What kind of partners are you looking for?

We want strategic partners. These are people that are in related ecosystem businesses. We particularly have an appetite for domestic platform players who have a good throughput of domestic transactions and relationships.

What is your policy on CSR and being environmentally friendly?

It is a very necessary thing. I call it “ecosystem development”, the reverse of the ecosystem instead of CSR, and we give our support to developing a local ecosystem that is good. We have various programs that support schools and charities. On a monthly basis, we support various ecosystem partners in the form of childcare, child development like library books, and many other things. I personally have a vision to help expand services across Africa and among society related to my business. My vision and my dream is to be able to carry a local ecosystem into the world. PayPal did a wonderful job and they are going to carry TransferWise and a few other fintechs to the global community and we should be able to do the same. Today, we have set up a fintech and payment association and that will be our flagship to drive that agenda to help move the Ghana Africa Relevance Agenda. It is our Africa and we must dominate it. There is a huge interest for Africa right now and it is only fair that the African youth can participate in the scramble. It is the fourth revolution and nobody understands the fourth revolution better than the African youth.

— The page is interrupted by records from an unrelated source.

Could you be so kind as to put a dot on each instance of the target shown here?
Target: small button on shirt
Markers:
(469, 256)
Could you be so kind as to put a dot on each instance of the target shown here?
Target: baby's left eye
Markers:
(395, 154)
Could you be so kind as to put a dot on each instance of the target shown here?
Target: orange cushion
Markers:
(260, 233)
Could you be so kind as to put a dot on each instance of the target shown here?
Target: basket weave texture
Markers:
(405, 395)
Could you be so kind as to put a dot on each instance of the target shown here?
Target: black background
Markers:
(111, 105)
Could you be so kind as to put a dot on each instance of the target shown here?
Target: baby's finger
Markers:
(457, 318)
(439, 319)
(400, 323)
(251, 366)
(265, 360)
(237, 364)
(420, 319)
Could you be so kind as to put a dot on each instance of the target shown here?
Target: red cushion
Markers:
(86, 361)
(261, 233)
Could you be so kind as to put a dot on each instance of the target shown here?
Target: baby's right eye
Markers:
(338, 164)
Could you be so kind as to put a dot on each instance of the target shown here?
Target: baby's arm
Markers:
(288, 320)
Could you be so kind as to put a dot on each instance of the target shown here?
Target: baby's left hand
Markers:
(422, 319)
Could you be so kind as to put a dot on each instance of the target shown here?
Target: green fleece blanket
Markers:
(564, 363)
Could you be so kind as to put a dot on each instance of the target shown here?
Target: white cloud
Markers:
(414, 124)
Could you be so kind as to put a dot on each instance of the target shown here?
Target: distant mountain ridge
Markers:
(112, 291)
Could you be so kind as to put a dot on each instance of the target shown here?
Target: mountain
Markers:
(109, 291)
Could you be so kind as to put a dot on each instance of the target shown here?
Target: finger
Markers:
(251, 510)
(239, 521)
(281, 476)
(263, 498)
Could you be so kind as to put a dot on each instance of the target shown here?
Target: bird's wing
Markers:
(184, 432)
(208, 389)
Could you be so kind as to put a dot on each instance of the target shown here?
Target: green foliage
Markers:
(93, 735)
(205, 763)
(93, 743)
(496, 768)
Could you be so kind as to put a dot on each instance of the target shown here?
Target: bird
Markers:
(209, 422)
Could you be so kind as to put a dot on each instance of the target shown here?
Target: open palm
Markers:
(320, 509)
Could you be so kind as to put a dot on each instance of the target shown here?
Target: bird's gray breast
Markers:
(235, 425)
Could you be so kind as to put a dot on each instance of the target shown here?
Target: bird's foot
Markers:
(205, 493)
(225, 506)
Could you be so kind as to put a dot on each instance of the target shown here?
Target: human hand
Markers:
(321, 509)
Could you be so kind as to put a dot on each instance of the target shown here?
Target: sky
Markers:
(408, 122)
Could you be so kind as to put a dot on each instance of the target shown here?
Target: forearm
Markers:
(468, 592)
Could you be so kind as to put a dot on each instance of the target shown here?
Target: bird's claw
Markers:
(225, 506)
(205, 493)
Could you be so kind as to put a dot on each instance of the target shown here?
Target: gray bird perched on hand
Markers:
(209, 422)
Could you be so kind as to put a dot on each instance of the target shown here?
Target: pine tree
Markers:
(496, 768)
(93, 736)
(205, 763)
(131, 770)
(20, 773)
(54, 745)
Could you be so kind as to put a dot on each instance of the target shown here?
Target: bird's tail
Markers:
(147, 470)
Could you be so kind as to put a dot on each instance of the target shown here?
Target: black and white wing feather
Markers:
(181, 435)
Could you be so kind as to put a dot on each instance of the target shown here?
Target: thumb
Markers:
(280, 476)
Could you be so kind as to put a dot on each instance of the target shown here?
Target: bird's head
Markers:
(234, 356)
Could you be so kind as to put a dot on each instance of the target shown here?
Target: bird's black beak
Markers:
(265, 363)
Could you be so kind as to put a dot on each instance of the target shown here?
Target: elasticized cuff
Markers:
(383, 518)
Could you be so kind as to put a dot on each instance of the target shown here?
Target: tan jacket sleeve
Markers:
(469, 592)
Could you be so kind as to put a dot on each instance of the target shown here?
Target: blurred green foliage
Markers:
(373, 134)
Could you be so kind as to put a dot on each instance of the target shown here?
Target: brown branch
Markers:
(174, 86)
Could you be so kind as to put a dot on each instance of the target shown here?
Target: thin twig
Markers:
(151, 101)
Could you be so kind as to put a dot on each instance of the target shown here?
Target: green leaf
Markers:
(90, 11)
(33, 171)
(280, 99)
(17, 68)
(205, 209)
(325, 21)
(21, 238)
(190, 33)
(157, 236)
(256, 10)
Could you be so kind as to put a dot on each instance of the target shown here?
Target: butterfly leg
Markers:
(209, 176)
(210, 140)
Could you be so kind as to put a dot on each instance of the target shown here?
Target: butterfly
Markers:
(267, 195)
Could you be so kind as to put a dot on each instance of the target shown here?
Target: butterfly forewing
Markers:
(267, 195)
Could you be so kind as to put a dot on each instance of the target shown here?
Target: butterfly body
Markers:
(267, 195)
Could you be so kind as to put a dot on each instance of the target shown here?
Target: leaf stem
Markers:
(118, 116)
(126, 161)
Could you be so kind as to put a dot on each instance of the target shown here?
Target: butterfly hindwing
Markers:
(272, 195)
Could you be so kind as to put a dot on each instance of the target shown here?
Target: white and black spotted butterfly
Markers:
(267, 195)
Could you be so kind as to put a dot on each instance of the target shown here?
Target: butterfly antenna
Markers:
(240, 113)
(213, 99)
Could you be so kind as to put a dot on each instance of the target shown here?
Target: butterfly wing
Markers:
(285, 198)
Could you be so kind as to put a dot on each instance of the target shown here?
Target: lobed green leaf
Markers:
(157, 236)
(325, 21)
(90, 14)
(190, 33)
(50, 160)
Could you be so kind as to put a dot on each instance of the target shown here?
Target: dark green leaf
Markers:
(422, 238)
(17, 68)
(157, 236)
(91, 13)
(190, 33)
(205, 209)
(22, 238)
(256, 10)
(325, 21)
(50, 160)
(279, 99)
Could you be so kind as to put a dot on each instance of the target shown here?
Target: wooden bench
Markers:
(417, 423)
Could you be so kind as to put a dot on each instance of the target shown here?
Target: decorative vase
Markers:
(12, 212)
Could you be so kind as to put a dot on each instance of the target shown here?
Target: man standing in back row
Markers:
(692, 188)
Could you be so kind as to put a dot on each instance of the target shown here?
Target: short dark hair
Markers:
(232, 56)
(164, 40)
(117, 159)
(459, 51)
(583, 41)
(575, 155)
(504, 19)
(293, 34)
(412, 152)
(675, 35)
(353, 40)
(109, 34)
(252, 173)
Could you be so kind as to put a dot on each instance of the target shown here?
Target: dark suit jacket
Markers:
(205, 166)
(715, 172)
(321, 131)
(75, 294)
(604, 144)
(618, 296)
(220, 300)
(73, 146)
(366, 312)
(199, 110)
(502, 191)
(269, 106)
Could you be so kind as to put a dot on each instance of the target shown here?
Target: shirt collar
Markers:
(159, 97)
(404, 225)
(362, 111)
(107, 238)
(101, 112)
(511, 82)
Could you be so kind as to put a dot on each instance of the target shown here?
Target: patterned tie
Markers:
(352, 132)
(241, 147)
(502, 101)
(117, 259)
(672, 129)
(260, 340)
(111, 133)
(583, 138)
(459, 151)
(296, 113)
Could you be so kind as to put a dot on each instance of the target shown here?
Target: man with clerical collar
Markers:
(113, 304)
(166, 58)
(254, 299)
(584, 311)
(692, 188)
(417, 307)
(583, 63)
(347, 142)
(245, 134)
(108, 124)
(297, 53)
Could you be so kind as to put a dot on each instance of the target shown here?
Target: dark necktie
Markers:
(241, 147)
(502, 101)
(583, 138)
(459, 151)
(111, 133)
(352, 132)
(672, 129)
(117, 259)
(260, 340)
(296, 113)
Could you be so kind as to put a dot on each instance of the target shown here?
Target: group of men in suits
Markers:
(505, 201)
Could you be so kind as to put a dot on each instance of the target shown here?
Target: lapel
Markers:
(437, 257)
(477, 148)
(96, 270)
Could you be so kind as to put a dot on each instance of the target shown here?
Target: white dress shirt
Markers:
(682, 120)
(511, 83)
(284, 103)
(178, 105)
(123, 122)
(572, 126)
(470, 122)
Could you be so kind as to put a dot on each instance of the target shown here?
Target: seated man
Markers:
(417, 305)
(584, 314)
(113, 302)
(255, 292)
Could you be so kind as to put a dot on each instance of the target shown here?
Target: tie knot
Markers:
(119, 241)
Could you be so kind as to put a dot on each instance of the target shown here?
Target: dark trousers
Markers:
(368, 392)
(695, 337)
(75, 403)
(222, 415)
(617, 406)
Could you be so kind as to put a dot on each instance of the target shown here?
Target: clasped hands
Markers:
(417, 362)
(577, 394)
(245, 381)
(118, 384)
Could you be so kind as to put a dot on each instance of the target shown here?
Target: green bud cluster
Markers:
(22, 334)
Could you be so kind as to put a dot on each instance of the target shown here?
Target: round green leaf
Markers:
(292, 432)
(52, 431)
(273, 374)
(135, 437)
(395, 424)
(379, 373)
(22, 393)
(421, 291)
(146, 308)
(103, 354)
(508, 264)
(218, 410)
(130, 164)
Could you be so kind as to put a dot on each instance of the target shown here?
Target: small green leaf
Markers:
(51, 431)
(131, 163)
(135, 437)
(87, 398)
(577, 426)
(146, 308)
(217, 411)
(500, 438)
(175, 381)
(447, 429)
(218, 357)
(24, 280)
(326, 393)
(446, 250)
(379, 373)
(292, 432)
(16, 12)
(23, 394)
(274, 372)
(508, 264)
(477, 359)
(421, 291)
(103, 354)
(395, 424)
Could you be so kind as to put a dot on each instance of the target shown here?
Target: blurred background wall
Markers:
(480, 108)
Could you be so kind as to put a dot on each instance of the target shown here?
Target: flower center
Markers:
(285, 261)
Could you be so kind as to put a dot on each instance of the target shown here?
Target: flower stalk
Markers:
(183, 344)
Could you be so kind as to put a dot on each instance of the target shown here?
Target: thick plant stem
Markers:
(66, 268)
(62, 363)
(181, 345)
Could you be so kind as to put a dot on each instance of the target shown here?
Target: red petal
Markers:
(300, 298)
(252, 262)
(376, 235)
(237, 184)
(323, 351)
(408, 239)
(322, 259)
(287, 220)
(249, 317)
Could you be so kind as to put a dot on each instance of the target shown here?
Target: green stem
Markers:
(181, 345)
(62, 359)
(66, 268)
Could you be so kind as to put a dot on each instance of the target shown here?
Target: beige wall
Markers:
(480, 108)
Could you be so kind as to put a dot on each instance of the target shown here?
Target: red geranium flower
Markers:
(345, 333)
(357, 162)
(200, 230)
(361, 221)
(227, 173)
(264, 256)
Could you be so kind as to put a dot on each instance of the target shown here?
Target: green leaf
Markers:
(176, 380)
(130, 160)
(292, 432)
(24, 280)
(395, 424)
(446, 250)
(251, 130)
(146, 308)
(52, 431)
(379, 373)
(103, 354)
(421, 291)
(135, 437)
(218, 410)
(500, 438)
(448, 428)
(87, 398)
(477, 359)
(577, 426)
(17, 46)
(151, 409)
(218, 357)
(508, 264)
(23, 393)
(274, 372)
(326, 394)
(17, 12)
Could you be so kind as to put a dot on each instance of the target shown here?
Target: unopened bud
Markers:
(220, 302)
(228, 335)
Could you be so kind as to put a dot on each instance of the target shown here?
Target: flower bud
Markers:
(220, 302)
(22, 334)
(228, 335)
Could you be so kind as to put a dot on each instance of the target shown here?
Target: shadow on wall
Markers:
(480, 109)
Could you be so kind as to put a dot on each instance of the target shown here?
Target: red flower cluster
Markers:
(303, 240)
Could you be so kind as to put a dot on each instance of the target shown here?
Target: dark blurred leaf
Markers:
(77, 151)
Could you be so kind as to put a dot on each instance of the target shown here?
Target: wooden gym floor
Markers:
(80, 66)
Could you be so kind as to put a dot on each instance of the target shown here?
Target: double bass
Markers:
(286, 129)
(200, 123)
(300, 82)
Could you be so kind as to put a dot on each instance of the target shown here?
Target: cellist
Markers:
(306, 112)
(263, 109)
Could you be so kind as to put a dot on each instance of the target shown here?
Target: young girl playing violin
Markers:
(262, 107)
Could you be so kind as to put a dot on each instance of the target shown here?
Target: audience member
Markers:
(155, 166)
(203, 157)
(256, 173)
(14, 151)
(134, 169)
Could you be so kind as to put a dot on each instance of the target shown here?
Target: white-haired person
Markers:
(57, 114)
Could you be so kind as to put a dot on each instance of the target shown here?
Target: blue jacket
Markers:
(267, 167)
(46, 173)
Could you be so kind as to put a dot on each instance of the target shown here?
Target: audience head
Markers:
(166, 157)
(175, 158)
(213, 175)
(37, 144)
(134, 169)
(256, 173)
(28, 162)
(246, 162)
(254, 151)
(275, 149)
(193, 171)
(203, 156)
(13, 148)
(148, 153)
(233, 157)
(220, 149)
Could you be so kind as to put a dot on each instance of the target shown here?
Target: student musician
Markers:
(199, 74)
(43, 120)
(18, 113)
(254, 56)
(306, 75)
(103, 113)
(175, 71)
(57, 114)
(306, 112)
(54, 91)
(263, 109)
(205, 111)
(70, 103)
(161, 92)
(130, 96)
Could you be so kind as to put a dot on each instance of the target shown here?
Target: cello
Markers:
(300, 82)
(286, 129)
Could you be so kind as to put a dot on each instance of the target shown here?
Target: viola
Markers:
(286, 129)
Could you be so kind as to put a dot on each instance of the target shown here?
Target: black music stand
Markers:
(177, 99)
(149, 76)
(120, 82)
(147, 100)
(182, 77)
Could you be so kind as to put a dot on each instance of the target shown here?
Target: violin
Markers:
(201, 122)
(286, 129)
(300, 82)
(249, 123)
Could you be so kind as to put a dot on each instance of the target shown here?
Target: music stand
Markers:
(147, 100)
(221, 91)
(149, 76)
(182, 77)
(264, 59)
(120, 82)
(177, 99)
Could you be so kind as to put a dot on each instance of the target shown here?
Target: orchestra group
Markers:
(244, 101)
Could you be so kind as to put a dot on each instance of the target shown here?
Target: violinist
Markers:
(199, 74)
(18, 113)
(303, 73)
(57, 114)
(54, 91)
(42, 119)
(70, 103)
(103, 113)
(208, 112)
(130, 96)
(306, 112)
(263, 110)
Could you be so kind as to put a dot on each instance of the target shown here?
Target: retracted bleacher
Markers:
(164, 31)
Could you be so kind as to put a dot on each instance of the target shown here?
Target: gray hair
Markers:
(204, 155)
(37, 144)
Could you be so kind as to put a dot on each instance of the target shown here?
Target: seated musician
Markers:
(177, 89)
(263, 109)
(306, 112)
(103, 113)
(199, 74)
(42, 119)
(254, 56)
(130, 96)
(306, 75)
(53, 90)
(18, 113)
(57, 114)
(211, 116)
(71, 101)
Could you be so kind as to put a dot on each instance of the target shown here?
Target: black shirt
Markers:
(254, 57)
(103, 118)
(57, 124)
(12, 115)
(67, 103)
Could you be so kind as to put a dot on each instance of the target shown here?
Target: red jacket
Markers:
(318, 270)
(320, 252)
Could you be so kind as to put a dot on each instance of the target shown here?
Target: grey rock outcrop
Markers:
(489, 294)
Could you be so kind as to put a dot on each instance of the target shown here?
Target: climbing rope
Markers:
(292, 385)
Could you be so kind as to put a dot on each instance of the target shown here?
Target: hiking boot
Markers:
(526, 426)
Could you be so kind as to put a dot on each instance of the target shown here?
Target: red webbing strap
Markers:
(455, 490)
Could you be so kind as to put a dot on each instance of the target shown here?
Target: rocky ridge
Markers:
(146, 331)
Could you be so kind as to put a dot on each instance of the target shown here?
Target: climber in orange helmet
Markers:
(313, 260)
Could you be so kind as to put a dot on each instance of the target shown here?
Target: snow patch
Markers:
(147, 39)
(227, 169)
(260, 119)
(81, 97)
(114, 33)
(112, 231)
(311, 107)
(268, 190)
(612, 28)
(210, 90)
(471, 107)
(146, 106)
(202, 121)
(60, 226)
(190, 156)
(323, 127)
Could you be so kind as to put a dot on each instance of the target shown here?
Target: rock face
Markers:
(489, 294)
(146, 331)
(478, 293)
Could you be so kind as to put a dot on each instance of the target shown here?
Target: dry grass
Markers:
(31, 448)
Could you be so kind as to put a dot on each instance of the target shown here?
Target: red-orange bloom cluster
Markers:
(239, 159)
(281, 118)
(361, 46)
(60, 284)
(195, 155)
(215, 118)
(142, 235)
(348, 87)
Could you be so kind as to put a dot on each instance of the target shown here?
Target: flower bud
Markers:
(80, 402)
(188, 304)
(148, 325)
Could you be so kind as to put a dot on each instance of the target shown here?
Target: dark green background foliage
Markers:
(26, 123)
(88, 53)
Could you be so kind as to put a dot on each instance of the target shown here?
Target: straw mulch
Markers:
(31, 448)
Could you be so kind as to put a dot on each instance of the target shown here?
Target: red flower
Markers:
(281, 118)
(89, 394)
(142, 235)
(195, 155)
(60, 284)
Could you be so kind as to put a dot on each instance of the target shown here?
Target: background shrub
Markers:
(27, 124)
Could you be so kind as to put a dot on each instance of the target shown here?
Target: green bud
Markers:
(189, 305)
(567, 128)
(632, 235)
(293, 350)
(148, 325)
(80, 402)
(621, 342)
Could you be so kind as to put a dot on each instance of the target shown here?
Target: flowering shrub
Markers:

What is your vision for yourself and the company in three years’ time? What do you want to achieve?

Today, remittance is contributing significantly to the GDP of Ghana, $3.8 billion and the GDP is about $42 billion. In three years, we want to be contributing 80% of that. Africa has $70 billion and we want to be contributing a good 10% to 15% of that over the next three years. We will accomplish this by doing things the same way we started. My first year of operations we only did 385 transactions. Today we average about 300,000 transactions per year. Our growth rate is over 1,000% per month. It is phenomenal. In New York today, we control the market in termination business. New York is a large immigrant hub. We will do the same in England and Europe. It keeps me up at night. The biggest market I am thinking of is Pakistan and India. India alone is Africa’s total termination size. I want 80% of India.

Do you have a final message?

The journey map to growth is beyond remittance. Remittance is just a layer. There is so much that can be done on the back of that channel, including airtime, which we have just entered, bill payment across the continent, etc. Imagine flattening the world so much that your average immigrant who got into Europe through the hassle does not have to worry anymore about their children. Every month, every week, they can send home $20 or 50 pounds for their family individually. They can pay school fees, they can buy groceries, they can pay hospital bills. They can take care of their families. They can literally build ecosystems outside of their ecosystem. That is the biggest and most powerful conversation. It is more powerful than foreign direct investment because it is a story that has been built by Africans for Africans. For once, let’s just make it happen. This is a single opportunity to do that and we will do it and we have started well.